Opportunity Knocks for Produce Industry

Opportunity Knocks for Produce Industry

ATLANTA — The “stars are lining up for produce” and both growers and retailers may be entering an extended period of opportunity to build fruit and vegetable sales if they focus on flavor and enhance their marketing efforts, Bryan Silbermann, president and chief executive officer of the Produce Marketing Association, said during his keynote address here at the annual PMA Fresh Summit International Convention and Exposition.

“We have arrived at the intersection of Main Street, Wall Street and Pennsylvania Avenue … the sweet spot where consumer demand, profitability, and public policy all converge,” he said. “This isn't just in the U.S. In country after country around the world, healthy diets that include fruits and vegetables are being promoted at the highest level of government and in public and private partnerships.”

Silbermann went on to cite the U.S. Department of Agriculture's new MyPlate campaign, the World Health Organization's Global Strategy on Diet, Physical Activity and Health, First Lady Michelle Obama's creation of the Partnership for a Healthier America, and recent promises by leading U.S. restaurant chains to ramp up the use of produce during the coming decade.

In fact, according to recent data from Chicago-based Mintel, the restaurant industry is already making progress toward those goals. Since 2007, menu mentions of fruits and vegetables have increased 15%, Silbermann said. The sharpest increase has occurred since 2009. Casual dining chains helped lead the trend, with that sector seeing an 18.6% increase alone.

“And I can't tell you how thrilled I was to see that the most significant growth in fruit mentions took place in kids' meals — up 77%. Vegetables showed a healthy 33% increase in kids meals,” he added. And, consider that Darden Concepts, parent to the largest full-service restaurant company in the world, last month promised to cut calories and sodium across the board during the next decade, and to make its kids' meals healthier with the addition of fruits and vegetables.

This fall McDonald's also began adding fruit to all of its Happy Meals, rather than simply offering it as a substitute side.

The industry still has far to go. According to a recent John Hopkins study, consumers are still not eating enough fruits and vegetables for optimal health, even when french fries are counted as a vegetable.

However, Silbermann pointed out that sales of products described as “superfoods” — like blueberries, pomegranates and green tea — have increased substantially.

“Could it be that better marketing is the missing link [to boosting consumption]?” he asked. “We have to start asking smarter questions, find the right answers — now. Because I for one believe our challenge is about to get harder as a new generation of consumer joins the marketplace.”

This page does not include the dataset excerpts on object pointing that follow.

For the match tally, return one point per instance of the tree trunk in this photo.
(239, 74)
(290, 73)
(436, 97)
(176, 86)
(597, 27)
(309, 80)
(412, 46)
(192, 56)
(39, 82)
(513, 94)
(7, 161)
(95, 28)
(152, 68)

Using terms coined by educational games developer Marc Prensky, Silbermann described the generation that's currently coming of age as “digital natives,” and contrasted them with older generations of “digital immigrants.” In developed countries, these digital natives have grown up surrounded by technology, and have never known a world without the Internet. They intuitively speak a language their parents had to learn.

Yet a recent study from Harris Interactive that listed the most trusted brands among these “natives” didn't include any fresh produce companies. Worse, a recent University of Kentucky study indicated that only 25% of this young demographic typically eat fresh fruits or vegetables daily.

“Ignore this native at your peril; they are the most sophisticated, connected consumer our supply chain has ever seen,” Silbermann said. “Remember the first rule of marketing — find out what's important to your audience. Because our consumers have a lot on their minds these days, including survival in an economy unable to stay on an even keel. Younger consumers are particularly worried about their job prospects and chances for advancement.”

More broadly speaking, consumer food shopping trends continue to reflect ongoing economic uncertainty. Supermarket profitability is down as shoppers continue to seek out bargains whenever possible, and the Food Marketing Institute has reported that U.S. consumers now average 1.69 trips to the supermarket each week, the lowest total in 62 years.

But, in a positive sign for the produce industry, “themes like health and wellness, locally grown, fresh, [and] sustainable continue to influence purchases. When it comes to health, heart healthy is solidly in first place according to FMI, followed by more energy, digestion and mind health. But the message alone is not enough. If we do not meet the expectation of flavor, the best messaging will serve no purpose.”

Silbermann later argued that too many growers have had blinders on when responding to the consumer's search for low prices. In tough economic times, price does increase in importance, he said, but the industry may be creating its “own unsolvable problem” by focusing so heavily on price.

“Suspend disbelief for a moment,” he said. “Can a strategy of providing flavor and unique value overcome consumer price sensitivity and increase consumption? Take this a bit further. A price focus screams commodity, a value or flavor focus says ‘my product is unique, my product has value.’ For many of today's consumers, it says ‘buy me.’”

In addition to enhancing their standards for flavor, growers and shippers should note that labeling and packaging is becoming more important, Silbermann continued.

“Consumers are bringing their ideals with them to the grocery store; they are, more than ever before, searching for opportunities to connect to the supplier. How are we addressing that need in our labeling?”